Am Beginn des Anstiegs zum Col de Vars bei Kilometer 121 gingen wir eigentlich alle davon aus, dass das mit dem Gruppetto sich direkt mal selbstständig organisiert, da an diesem Anstieg alles explodieren wird. Allerdings lagen wir da falsch. Die Exit-Strategie musste erst mal wieder
verschoben werden, da sich BORA wohl recht schnell ausgepowert hatte und somit durften Kneesi und Rowe wieder zurück in Amt und Würden.
Jeder ekelte sich also noch eine Weile mit und versuchte dranzubleiben. Ich ließ mich dazu hinreißen, das Spiel ungefähr noch drei bis vier Kilometer mitzuspielen und klinkte mich dann aber mit ganz viel Routine aus. Blöd war, dass die meisten es noch ein bisschen länger aushielten und somit erst mal kein richtiges Gruppetto entstand. Ich fragte mich, ob das "früher“ auch so war, denn aus dem Fernsehen habe ich das irgendwie anders in Erinnerung. Aber vielleicht liegt es auch daran, das einige der Top-Sprinter ja inzwischen auch die Tour vor der Glotze verfolgen.

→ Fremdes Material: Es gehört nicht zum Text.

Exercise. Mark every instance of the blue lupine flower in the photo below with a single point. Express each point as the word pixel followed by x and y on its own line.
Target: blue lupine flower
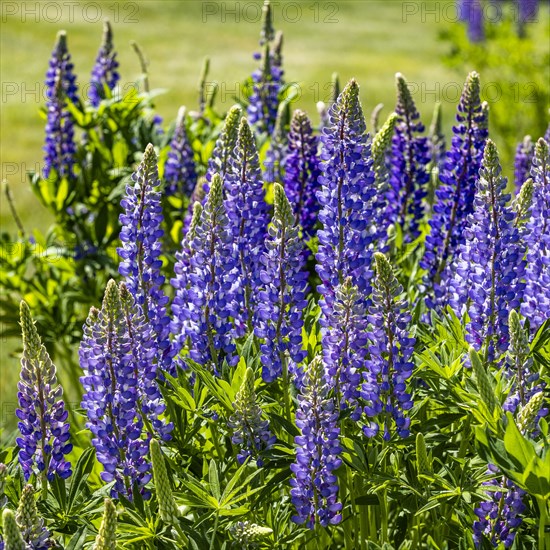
pixel 251 434
pixel 410 156
pixel 141 249
pixel 282 297
pixel 389 364
pixel 314 484
pixel 61 86
pixel 207 304
pixel 112 396
pixel 455 195
pixel 522 162
pixel 45 438
pixel 489 272
pixel 344 341
pixel 351 223
pixel 105 72
pixel 536 302
pixel 303 170
pixel 180 171
pixel 247 212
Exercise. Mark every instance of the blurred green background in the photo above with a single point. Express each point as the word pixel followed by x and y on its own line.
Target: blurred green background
pixel 365 39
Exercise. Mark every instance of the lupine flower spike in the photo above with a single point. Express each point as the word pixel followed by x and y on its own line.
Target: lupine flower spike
pixel 180 173
pixel 409 165
pixel 455 196
pixel 536 303
pixel 30 523
pixel 140 252
pixel 61 87
pixel 105 72
pixel 488 281
pixel 44 439
pixel 389 365
pixel 282 298
pixel 112 397
pixel 251 434
pixel 314 483
pixel 168 509
pixel 302 172
pixel 106 538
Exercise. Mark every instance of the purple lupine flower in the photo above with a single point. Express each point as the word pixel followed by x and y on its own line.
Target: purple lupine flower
pixel 455 196
pixel 409 159
pixel 314 484
pixel 105 72
pixel 344 350
pixel 61 87
pixel 251 434
pixel 247 212
pixel 181 281
pixel 347 197
pixel 500 516
pixel 302 172
pixel 141 249
pixel 275 156
pixel 490 267
pixel 282 296
pixel 44 431
pixel 389 364
pixel 267 82
pixel 536 302
pixel 207 303
pixel 180 172
pixel 112 396
pixel 523 160
pixel 143 350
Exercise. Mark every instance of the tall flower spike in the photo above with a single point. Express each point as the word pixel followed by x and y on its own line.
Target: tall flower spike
pixel 389 365
pixel 380 146
pixel 251 434
pixel 44 439
pixel 30 523
pixel 351 222
pixel 247 212
pixel 106 538
pixel 180 172
pixel 12 534
pixel 410 156
pixel 168 510
pixel 302 172
pixel 105 72
pixel 207 304
pixel 455 196
pixel 523 160
pixel 536 302
pixel 111 398
pixel 344 346
pixel 59 147
pixel 141 249
pixel 314 483
pixel 282 298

Ich befand mich also in der allerletzten Gruppe und hatte dort mit dem Kollegen Gogl und mit Dege sowie mit unserem Dylan Groenewegen immerhin ein paar nette Jungs um mich herum. Mit Ihnen kamen wir dem Gipfel des Anstiegs ein gutes Stück näher und irgendwann gab es dann auch noch ein richtiges Gruppetto für alle. So wie ich das jetzt im Nachhinein gelesen habe, musste sich der Gogler heute sehr gequält haben, da er auch nicht mehr ganz gesund ist. Deshalb auch für ihn noch mal einen Extra-Daumen nach oben!

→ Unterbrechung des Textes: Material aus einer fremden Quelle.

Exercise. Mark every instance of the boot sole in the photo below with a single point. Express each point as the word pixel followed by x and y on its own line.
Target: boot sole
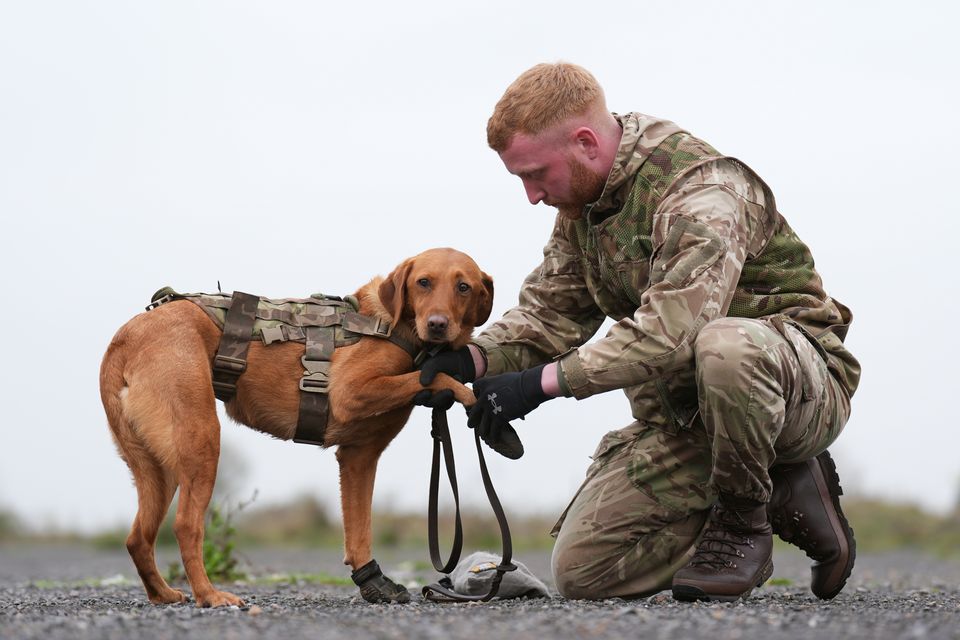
pixel 828 483
pixel 690 593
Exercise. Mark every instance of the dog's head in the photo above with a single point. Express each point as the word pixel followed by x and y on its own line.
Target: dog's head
pixel 442 292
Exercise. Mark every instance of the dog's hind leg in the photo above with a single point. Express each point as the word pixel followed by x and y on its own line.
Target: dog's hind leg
pixel 155 489
pixel 358 467
pixel 155 484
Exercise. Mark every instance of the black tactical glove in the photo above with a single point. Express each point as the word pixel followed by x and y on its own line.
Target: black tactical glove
pixel 458 364
pixel 442 399
pixel 505 397
pixel 502 438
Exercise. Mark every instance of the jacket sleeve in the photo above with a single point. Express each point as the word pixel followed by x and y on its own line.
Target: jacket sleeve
pixel 554 314
pixel 700 238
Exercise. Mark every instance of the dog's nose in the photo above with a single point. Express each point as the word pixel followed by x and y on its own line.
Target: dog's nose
pixel 437 324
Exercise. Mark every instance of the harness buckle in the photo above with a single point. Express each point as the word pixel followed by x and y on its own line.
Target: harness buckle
pixel 269 335
pixel 156 303
pixel 230 365
pixel 316 375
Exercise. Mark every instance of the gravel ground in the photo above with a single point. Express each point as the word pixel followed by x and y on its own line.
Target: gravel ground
pixel 49 592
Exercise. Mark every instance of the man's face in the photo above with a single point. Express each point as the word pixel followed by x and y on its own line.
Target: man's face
pixel 552 173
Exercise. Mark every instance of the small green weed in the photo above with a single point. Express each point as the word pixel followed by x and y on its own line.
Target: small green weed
pixel 218 545
pixel 780 582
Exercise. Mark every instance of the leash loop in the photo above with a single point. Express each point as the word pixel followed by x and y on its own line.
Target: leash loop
pixel 442 591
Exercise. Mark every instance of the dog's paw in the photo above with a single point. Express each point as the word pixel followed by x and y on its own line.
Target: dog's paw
pixel 219 599
pixel 378 588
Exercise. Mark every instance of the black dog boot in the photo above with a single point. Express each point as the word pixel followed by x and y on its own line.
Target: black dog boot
pixel 804 510
pixel 376 587
pixel 734 556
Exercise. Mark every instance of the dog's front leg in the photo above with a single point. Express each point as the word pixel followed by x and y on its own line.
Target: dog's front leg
pixel 379 395
pixel 358 467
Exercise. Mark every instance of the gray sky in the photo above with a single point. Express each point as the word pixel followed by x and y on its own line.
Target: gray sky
pixel 285 148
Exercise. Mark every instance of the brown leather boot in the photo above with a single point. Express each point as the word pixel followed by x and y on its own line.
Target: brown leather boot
pixel 804 510
pixel 734 556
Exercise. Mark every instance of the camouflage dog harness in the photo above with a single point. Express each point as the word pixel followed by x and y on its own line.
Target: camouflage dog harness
pixel 321 322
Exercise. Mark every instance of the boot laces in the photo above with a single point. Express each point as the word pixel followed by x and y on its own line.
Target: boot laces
pixel 720 547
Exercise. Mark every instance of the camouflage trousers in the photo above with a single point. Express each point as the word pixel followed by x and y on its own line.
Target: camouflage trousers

Im Ziel waren wir dann mit 28 Minuten Rückstand richtig gut dabei und wenn ich sehe, dass wir 45 Minuten hätten haben können, dann behaupte ich mal, dass ich für einen Ruhetag gar nicht so lahm war. Das hohe Grundtempo hat die Karenzzeit also ordentlich angehoben.
Das Hotel, in dem wir jetzt hier zwe Nächte wohnen, muss übrigens ein Siegerhotel sein. Gestern waren wir dran und konnten Champagner schlürfen, heute war es bei den Jungs von Sunweb "mal wieder“ so weit.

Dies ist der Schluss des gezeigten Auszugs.